Like EAK, Left Right Left too has been written by Murali. Indrajith, Murali, Lena, Remya Nambhessan and Hareesh Peradi star in the lead roles.

Left Right Left doesn’t have an extraordinary storyline; it has an extraordinary narrative…,” says Arun, who seems very reluctant to give out details of the story. “It’s a social thriller… If I reveal a part of it, I’ll have to reveal the entire story,” he says, apologetically.

Then what about the film’s tagline ‘Revolution is homemade’? “Well, isn’t it so? Our childhood influences and the environment we grew up in affect our choices when we become adults. It is these things that mould us into the people we become.
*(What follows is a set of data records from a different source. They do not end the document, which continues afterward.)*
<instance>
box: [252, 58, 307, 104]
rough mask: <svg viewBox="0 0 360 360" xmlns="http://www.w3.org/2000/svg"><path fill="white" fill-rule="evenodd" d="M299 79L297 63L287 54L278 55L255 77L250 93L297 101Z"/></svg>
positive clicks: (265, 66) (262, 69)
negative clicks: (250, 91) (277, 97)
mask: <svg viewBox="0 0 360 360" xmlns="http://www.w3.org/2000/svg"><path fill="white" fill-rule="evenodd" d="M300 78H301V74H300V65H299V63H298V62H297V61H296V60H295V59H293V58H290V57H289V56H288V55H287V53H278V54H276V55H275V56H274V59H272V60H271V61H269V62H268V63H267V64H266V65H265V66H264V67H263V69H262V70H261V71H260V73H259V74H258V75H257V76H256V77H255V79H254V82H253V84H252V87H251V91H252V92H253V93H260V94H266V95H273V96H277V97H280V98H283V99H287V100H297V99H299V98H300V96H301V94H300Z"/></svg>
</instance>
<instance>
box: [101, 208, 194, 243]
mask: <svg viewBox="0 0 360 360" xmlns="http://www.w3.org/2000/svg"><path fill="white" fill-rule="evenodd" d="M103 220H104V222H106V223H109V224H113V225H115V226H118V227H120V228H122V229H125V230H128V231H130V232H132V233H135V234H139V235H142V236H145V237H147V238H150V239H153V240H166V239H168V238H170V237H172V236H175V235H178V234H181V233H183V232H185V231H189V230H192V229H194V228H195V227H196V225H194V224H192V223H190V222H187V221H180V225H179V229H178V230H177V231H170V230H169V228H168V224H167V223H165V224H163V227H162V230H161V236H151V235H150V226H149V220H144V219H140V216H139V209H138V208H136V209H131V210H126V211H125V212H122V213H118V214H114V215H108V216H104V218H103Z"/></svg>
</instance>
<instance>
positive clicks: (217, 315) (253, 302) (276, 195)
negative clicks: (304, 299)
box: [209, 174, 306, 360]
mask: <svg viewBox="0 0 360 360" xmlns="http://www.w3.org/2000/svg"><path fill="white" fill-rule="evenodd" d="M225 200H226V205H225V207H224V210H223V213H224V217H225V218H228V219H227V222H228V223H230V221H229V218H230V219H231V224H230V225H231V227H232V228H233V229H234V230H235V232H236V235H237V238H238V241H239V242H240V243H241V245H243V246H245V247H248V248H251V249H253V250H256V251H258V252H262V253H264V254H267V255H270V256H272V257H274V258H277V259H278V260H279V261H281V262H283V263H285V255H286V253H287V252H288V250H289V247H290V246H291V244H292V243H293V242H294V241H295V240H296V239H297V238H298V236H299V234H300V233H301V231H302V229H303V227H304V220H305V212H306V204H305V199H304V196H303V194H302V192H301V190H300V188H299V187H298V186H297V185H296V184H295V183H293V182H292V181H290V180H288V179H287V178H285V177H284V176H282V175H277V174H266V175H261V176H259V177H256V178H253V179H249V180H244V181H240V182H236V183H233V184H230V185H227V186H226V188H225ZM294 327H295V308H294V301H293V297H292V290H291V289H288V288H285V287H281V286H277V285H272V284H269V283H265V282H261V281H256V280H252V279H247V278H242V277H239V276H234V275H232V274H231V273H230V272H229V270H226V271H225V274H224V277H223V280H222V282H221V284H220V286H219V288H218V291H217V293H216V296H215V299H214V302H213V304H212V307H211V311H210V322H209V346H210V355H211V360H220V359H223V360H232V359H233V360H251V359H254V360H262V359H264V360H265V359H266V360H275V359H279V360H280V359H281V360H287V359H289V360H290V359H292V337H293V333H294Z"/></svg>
Left Right Left is a journey of Jayan (Indrajith), Roy (Murali), Anitha (Lena) and Jennifer (Remya) and is set in three periods – the 60s/70s, the 80s/90s and the present.”

Maybe the actors will give us more clues… Says Murali, who looks rather intimidating with a cut on his lip and another on his forehead and his scruffy appearance: “I play the role of Roy Joseph, who teaches at an orphanage. He is very resilient by nature.”

Well not much info from that quarter, it seems!

Let’s try Lena. “My character, Anitha, is Roy’s wife and she teaches mass communication. Anitha is a woman of strength who carries the many responsibilities that she has with ease. As the pressure keeps building, her strength and determination never waver,” says Lena.

Indrajith, who is resting in his trailer while he waits for his next scene, says: “I play the role of a psycho sub-inspector of police. He’s a rough and tough guy, popular among his colleagues because of his guts. For instance, if there is a riot he’ll lead from the front. He’s almost like a volcano that’s about to erupt. Thanks to his nature he’s even earned himself a nickname ‘Vattu’ Jayan. He’s like this because of certain traumatic childhood experiences.”

Left Right Left, which will be shot in and around Thiruvananthapuram, is being produced by M. Renjith under the banner of Rejaputhra Visual Media. Music is by Gopi Sundar. Stills are by Bijith.

The film marches into theatres in March.